A single gRPC call is a projection through four layers. Understanding which layer owns which property is the whole game.

Layer Unit Owns
Protobuf message Serialization, schema evolution, field numbers
gRPC framing length-prefixed message Compression flag, message length, one or many messages per direction
HTTP/2 frame (HEADERS, DATA, WINDOW_UPDATE, ...) Multiplexing, flow control, header compression (HPACK), stream lifecycle
TCP segment Reliable ordered byte stream, congestion control

A gRPC method maps to exactly one HTTP/2 stream. The path is /{package}.{Service}/{Method}. Request metadata rides in the initial HEADERS frame; the payload rides in DATA frames; trailing status (grpc-status, grpc-message) rides in a final trailing HEADERS frame — this is why gRPC requires HTTP trailers and cannot run over HTTP/1.1 unmodified. See the transport spec at grpc.io.

The four call types differ only in how many messages flow on the stream in each direction:

  • Unary — one request message, one response message.
  • Server streaming — one request, a sequence of responses.
  • Client streaming — a sequence of requests, one response.
  • Bidirectional streaming — independent sequences in both directions on the same stream.

All four use the identical framing; streaming is not a different protocol, only a different message count on the same HTTP/2 stream.


2. Protobuf wire format in detail

Protobuf does not serialize field names. On the wire, each field is a key–value pair where the key is a varint-encoded tag and the value's encoding is determined by the tag's wire type. The canonical reference is the Protobuf encoding spec.

The tag packs the field number and the wire type into a single varint:

tag = (field_number << 3) | wire_type

The low 3 bits are the wire type; everything above is the field number. This is why field number 1 with wire type 0 (varint) encodes as tag 0x08(1 << 3) | 0 = 8. It also explains a real cost cliff: field numbers 1–15 fit their tag in a single byte (4 bits of field number + 3 bits of wire type = 7 bits, fitting one varint byte), while 16–2047 need two bytes. Reserve field numbers 1–15 for the hottest, highest-frequency fields.

The six wire types:

Wire type Name Used for Value encoding
0 VARINT int32, int64, uint32, uint64, bool, enum, sint* Varint (ZigZag for sint)
1 I64 fixed64, sfixed64, double 8 bytes, little-endian
2 LEN string, bytes, embedded messages, packed repeated Varint length prefix + bytes
3 SGROUP group start (deprecated)
4 EGROUP group end (deprecated)
5 I32 fixed32, sfixed32, float 4 bytes, little-endian

Wire types 3 and 4 (start/end group) are legacy and should never appear in new schemas. Nearly all modern messages use types 0, 1, 2, and 5.
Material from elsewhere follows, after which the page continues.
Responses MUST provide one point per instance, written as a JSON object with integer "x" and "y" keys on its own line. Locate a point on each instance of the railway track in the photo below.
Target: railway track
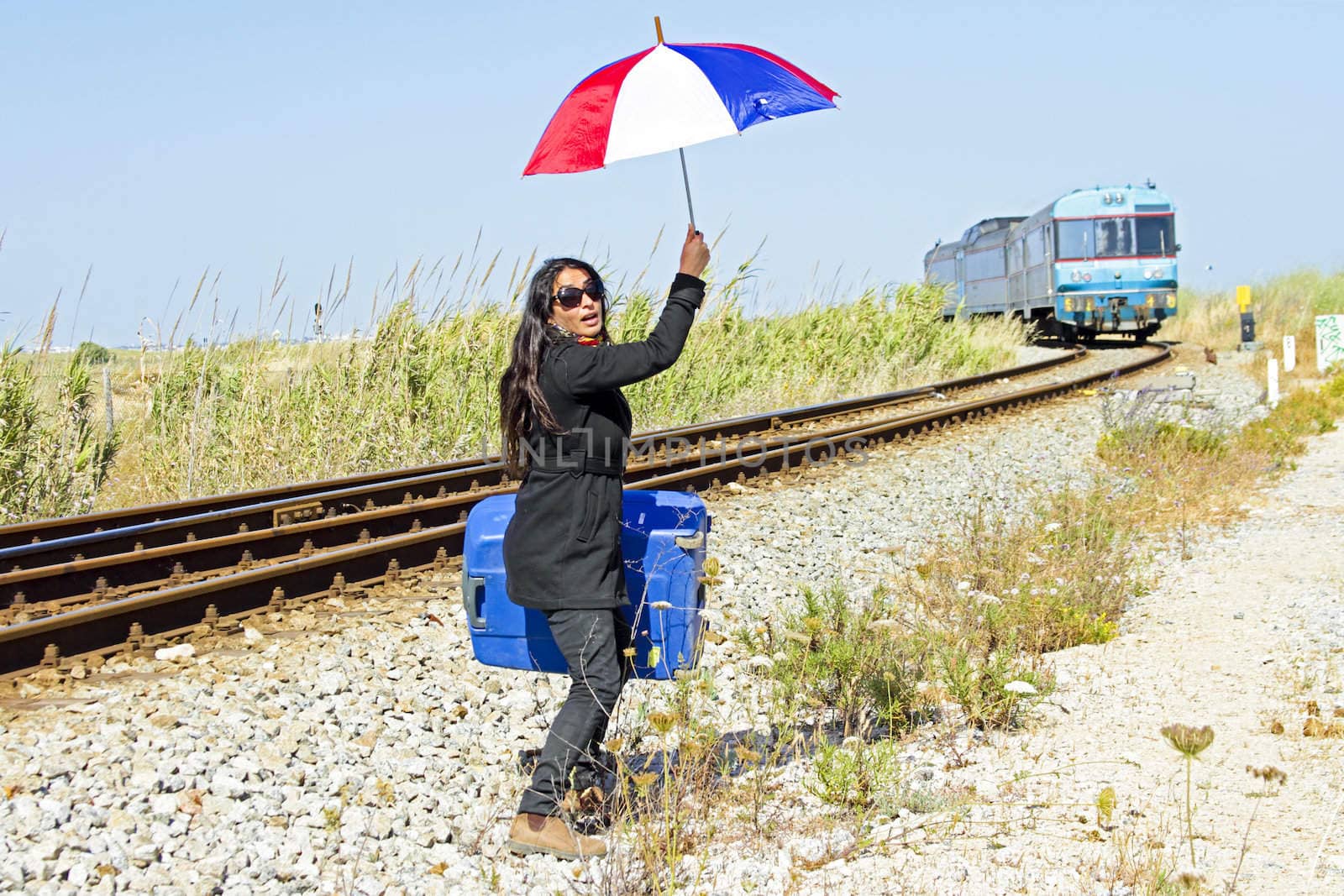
{"x": 125, "y": 582}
Because the value encoding is fully determined by the wire type in the tag, a parser can skip any field it does not recognize: read the tag, look at the low 3 bits, and consume the right number of bytes (a varint, 4 bytes, 8 bytes, or a length-prefixed run). This skip-the-unknown ability is the mechanical foundation of forward compatibility.


3. Varint, ZigZag, and length-delimited encoding

Varint. Integers are stored in a variable number of bytes, 7 payload bits per byte. The most significant bit (the continuation bit) is 1 if more bytes follow, 0 on the final byte. Bytes are emitted least-significant-group first. The value 300 (binary 100101100) encodes as:

300 = 0b1_0010_1100
7-bit groups (LSB first): 0101100  0000010
add continuation bits:    10101100 00000010
bytes:                    0xAC     0x02

Small numbers cost one byte; this is why Protobuf is compact for the common case of small IDs and counts.

ZigZag (sint32 / sint64). Plain varint encoding of a negative two's-complement int32 is catastrophic: -1 sign-extends to 64 bits of ones and costs the maximum 10 bytes. ZigZag maps signed integers to unsigned so that small-magnitude negatives stay small:

encode(n) = (n << 1) ^ (n >> 31)     // for sint32; >> 63 for sint64
0 → 0, -1 → 1, 1 → 2, -2 → 3, 2 → 4, ...

Use sint32/sint64 whenever a field is frequently negative; use plain int32/int64 only when values are almost always non-negative.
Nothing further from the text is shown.